Y continuó: “Me paro y veo, y a un amigo mío lo estaban agarrando de la cintura para llevarlo a la parte de atrás de un auto, lo sigo a mi amigo porque pensé que lo iban a tirar, y cuando llegué al lado de él, veo que lo agarraron del pie porque lo querían tirar, lo suelta a él y me agarra a mí”, describió.

“Cuando logro zafar, le pego una patada y lo dejé ahí y seguían gritos. Del otro lado del auto, escucho gritos como que también se estaban peleando, pero voy y no veo a nadie, y regreso donde estaba, ahí veo que el chico no tenía intenciones de seguir peleando y me fui”, dijo, en referencia a las imágenes que se conocen en la causa sobre un amigo de Fernando.

“Yo en ningún momento le pegué a Fernando Báez Sosa, supongo que con quien tuve en el encuentro dentro del boliche fue él, pero no sé, capaz fue él.

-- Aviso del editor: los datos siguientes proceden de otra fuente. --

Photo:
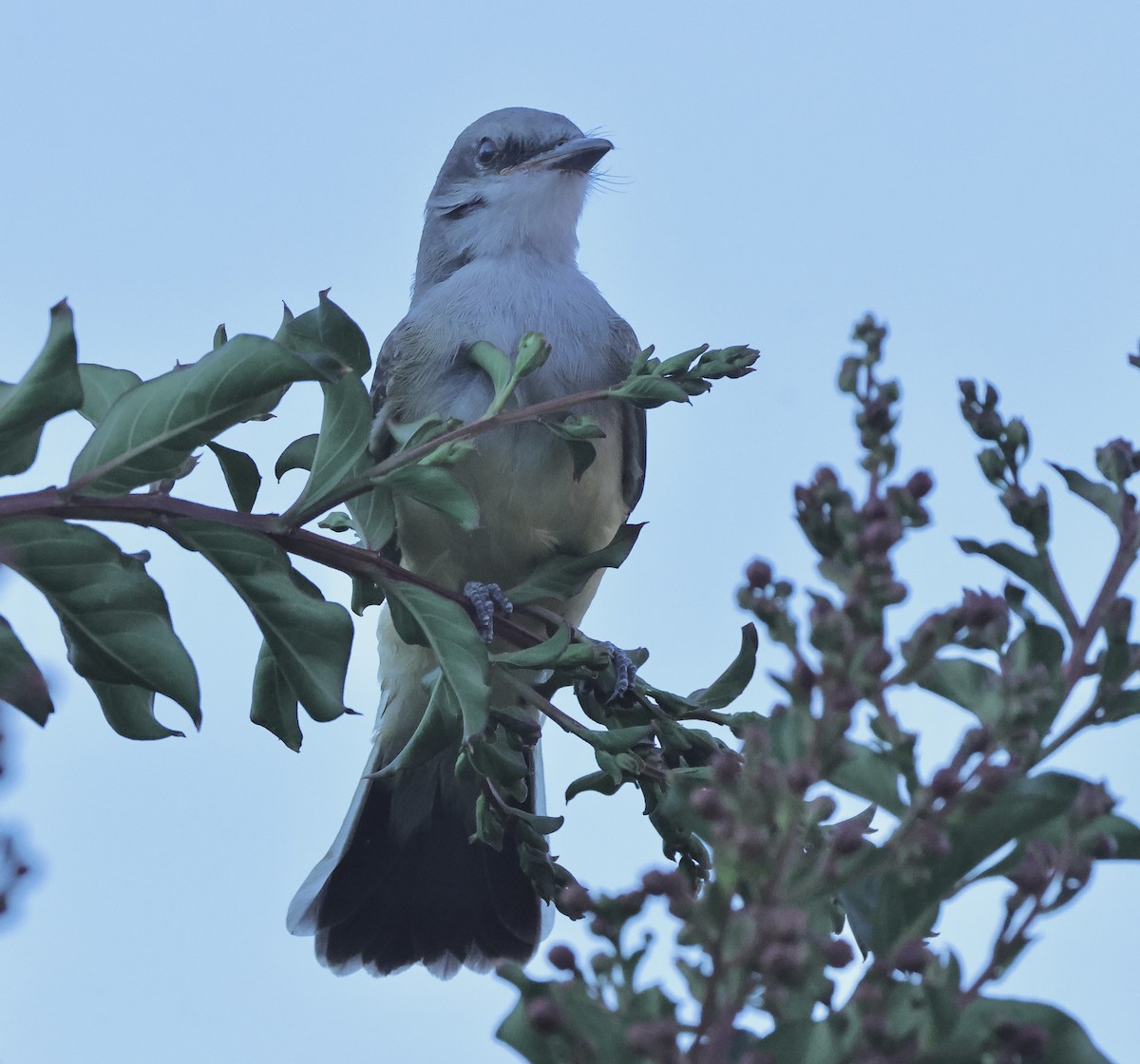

En ningún momento le pegué, veo que dicen que él tenía ADN mío en la uña del dedo meñique”, trato de aclarar Cinalli, ya que había dicho que en Le Brique se “agarró” con un chico.

Cinalli siguió recordando que la Policía llegó a la vivienda que alquilaban a pocas cuadras del lugar del hecho y que el mensaje que él envió a amigos suyos vía chat horas más tarde en el que les informaba “matamos a uno” fue porque vecinos del lugar decían que un chico había muerto frente a Le Brique luego de una pelea.

“¿Por qué dice que fue una pelea si a usted sólo lo agarraron del pie?”, preguntó la fiscalía, y el rugbier dijo: “Porque fue una pelea, si le pegan a un amigo suyo o me agreden, es una pelea”, respondió Cinalli.